Project (2012-2014)

The Use of Perspective in the Art of Piero Della Francesca

The use of perspective in the visual arts—that is, the application of optical knowledge to convey a sense of depth in flat pictures or of increased depth in low relief sculpture, seems to resemble other craft practices. Perspective becomes a pragmatic matter, secondary to the main purpose of the work of art, providing a subset of the tools available for pursuing the greater, more significant purpose of producing a painting or sculpture that conveys an appropriate message with appropriate force and in an appropriately impressive manner. The emphasis some historians—of art and of science—have given to the introduction of new mathematical construction techniques tends to obscure this craft element, craft being characterized by continuity whereas historians of, say, the art of the fifteenth century tend to be interested in evidence of change. Accordingly, it is of interest that the same largely non-mathematical methods of constructing and organizing pictures and their sense of the third dimension that we find in the works of almost all Renaissance painters are also to be found in the work of one painter who we know could, and on occasion did, get the mathematical construction right, namely Piero della Francesca. Piero's treatise on perspective construction, De prospectiva pingendi (undated, but probably completed after 1460), was the model for all subsequent treatises on the subject addressed to painters, and the source of almost all these treatises’ worked examples, examples which themselves account for the bulk of their content.

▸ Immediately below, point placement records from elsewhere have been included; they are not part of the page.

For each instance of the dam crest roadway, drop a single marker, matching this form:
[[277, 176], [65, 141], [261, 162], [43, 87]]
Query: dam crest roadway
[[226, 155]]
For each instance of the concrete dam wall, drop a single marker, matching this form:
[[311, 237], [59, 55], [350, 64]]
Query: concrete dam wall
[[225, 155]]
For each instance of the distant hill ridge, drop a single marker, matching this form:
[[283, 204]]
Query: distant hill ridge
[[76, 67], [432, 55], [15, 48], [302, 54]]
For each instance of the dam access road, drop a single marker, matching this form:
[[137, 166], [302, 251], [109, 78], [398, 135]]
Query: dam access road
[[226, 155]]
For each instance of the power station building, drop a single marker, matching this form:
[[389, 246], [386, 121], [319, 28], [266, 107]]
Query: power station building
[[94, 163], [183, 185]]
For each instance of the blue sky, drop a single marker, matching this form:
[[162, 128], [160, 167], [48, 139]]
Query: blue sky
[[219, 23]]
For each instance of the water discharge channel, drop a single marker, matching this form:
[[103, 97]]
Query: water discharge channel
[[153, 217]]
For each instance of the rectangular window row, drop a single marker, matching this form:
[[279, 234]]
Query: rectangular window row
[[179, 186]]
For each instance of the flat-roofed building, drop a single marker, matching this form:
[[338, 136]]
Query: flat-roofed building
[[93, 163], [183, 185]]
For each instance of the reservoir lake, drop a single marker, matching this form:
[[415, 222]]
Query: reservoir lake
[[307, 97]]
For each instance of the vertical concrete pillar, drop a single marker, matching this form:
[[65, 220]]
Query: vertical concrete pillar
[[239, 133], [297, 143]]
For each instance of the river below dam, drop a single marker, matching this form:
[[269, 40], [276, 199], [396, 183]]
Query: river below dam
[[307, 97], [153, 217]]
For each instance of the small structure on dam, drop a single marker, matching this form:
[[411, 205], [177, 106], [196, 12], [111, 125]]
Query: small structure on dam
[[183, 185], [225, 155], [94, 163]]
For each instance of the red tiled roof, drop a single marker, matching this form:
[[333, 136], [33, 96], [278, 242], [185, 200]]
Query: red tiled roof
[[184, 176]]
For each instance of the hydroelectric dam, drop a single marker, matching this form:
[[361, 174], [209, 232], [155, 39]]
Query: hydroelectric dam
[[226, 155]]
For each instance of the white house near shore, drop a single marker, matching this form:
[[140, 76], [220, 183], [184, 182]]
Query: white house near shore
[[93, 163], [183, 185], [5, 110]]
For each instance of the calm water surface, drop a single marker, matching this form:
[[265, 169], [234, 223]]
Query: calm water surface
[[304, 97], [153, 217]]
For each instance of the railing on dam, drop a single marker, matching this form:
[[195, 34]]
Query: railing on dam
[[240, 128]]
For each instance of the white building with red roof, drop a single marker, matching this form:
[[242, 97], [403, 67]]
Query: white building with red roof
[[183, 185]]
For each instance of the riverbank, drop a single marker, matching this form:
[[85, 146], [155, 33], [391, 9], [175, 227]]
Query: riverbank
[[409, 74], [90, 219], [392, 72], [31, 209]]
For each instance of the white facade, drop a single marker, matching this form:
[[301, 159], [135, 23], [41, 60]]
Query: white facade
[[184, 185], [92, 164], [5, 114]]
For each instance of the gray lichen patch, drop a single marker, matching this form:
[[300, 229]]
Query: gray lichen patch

This Working Group paper examined Piero's pictorial choices and the nature of his compromises with the rules that his own treatise had laid down with perfect mathematical rigor. Even in the work of a highly competent mathematician, we do not see the introduction of a mathematization of space—indeed the notion of "space" as an entity in itself is anachronistic—but rather the use of a series of compromises in which art disguises art. Piero the mathematician knew the importance of rigour, Piero the painter gave precedence to the art of painting.